The Phoenix

Review: Radio Silence by Alice Oseman

In Radio Silence, Alice Oseman crafts a beautifully realistic story about a girl who changes everything in order to find who she truly is.

Radio Silence follows Frances, who has spent her entire life focusing on school and her education, with the goal of attending a university. She doesn’t even allow the regular hits of social status in high school keep her down.

However, everything changes when Frances meets Aled, the shy person behind her favorite podcast, Radio Silence. This is the key to Frances finding herself in a real friendship and being unafraid of the quirky bits that make who she is.

When Aled’s podcast ends up going viral, Frances’s world comes falling down as she’s stuck between who she is and who she needs to be. Frances and Aled both have to fight for their inner, dark secrets first before they can truly make amends with each other.

This book is brilliantly crafted, from the realistic characters and writing that transports readers into the world of the geeky but charming Frances and the timid, talented Aled. Something that stands out more than anything in this novel is the lack of romance. And by lack, I mean no romantic interest at all.

Oseman is even says flat out, “You probably think that Aled Last and I are going to fall in love or something. Since he is a boy and I am a girl. I just wanted to say –We don’t.” This book demonstrates the importance of platonic relationships and how a young adult novel can be just as good without the cliches of young love.

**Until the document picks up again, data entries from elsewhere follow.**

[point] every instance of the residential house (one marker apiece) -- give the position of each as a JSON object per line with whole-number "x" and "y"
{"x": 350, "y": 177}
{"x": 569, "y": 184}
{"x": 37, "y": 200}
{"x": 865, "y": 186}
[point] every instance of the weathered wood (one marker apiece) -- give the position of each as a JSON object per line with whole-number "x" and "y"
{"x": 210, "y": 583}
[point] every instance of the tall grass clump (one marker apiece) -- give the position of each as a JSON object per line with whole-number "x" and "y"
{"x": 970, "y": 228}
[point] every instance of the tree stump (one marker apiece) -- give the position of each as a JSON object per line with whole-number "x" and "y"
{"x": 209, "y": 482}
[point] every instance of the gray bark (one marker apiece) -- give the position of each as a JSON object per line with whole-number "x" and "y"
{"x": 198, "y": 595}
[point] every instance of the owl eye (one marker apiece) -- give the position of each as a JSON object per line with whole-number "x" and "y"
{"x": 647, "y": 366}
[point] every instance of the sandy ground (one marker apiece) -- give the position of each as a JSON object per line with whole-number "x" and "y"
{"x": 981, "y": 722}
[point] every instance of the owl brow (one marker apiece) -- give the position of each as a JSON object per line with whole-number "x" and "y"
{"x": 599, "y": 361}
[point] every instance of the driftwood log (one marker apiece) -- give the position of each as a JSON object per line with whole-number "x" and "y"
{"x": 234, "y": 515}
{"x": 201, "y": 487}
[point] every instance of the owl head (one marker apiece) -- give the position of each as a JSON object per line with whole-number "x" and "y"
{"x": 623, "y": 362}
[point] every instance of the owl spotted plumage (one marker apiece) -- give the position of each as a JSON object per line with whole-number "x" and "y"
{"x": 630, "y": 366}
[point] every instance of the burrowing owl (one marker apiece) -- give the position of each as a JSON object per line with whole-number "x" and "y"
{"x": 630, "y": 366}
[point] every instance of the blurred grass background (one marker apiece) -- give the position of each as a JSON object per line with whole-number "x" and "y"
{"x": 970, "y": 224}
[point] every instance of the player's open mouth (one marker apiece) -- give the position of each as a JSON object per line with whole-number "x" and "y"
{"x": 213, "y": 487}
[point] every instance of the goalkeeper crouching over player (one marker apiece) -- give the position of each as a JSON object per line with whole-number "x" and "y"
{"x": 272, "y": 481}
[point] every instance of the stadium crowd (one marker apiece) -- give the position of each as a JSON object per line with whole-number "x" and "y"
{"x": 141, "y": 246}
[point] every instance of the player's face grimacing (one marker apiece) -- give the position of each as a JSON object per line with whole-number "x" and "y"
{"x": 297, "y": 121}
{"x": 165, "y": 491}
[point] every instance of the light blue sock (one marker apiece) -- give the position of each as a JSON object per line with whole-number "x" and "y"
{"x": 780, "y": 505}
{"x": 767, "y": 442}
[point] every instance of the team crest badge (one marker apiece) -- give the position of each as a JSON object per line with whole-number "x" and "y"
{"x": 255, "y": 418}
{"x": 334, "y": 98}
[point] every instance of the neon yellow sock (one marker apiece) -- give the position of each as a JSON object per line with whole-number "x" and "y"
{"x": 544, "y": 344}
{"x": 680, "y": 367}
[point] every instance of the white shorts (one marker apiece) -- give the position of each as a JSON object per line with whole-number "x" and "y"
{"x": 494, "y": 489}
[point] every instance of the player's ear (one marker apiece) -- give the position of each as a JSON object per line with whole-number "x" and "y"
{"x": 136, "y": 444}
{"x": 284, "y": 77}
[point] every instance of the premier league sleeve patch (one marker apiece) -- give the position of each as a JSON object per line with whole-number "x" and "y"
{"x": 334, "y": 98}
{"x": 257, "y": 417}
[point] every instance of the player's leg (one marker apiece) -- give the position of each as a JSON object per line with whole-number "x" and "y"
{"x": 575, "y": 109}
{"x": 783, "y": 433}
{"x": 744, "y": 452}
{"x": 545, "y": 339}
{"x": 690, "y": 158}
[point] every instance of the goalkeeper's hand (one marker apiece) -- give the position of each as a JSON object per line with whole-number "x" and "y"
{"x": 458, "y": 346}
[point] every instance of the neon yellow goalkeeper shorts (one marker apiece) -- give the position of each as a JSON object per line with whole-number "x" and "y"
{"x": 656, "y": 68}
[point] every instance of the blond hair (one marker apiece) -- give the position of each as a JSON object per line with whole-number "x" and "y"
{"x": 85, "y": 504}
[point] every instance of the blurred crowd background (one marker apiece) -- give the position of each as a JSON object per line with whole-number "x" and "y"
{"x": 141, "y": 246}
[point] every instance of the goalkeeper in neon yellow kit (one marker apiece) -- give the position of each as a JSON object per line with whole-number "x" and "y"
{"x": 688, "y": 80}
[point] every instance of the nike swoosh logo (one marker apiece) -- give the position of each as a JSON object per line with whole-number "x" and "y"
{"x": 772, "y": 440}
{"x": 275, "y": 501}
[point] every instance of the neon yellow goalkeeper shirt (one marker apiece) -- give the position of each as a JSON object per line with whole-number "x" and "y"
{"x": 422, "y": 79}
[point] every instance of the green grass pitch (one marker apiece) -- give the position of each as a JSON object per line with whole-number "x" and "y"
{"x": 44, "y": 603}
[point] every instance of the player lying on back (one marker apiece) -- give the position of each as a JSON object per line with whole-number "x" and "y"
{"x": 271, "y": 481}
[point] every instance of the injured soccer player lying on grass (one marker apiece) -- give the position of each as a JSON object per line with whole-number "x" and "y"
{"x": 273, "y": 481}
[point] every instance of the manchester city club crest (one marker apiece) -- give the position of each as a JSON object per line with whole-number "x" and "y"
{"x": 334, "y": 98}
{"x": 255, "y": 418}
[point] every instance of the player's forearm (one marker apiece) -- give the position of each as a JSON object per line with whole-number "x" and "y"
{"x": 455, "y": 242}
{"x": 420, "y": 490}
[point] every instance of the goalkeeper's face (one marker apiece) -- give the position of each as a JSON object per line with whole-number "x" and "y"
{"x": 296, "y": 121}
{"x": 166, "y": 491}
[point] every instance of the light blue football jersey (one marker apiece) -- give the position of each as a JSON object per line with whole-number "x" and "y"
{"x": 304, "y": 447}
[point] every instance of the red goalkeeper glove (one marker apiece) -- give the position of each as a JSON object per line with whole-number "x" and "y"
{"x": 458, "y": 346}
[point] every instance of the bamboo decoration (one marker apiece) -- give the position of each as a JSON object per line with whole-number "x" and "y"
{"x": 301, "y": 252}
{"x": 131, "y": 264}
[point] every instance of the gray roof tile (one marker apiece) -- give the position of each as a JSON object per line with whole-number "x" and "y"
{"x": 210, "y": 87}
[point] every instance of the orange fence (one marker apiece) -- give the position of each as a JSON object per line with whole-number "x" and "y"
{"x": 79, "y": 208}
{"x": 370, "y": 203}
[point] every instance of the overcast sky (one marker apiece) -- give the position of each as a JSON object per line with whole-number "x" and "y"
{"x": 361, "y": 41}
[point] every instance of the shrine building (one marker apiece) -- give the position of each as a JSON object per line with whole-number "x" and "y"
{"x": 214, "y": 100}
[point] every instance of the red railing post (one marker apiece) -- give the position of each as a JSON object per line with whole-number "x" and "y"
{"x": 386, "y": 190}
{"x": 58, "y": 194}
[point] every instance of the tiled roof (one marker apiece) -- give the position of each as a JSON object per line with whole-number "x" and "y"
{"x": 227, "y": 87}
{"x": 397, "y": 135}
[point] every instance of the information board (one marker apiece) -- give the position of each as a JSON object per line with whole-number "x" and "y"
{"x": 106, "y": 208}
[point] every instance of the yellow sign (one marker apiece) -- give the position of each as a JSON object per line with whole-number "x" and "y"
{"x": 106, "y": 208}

The plot dives into multiple themes that are often ignored or pushed aside when it comes to young adult literature, such as the uncertainty of one’s course of study, dealing with the stress necessary success to secure a better future, and the constant search for of one’s own self and sexuality.

Almost the entire cast of the novel is part of the LGBTQ+ community, including our main character who is biracial and bisexual. There are multiple portions of the book where Frances talks about being uncertain of her sexuality as well as the fear of being honest about who she is. The story also expresses teenagers’ desire to be heard, though they constantly feel too small in the world to even try.

Alice Oseman has published two books, including Radio Silence. Her next novel, I Was Born For This, is scheduled to come out in 2018.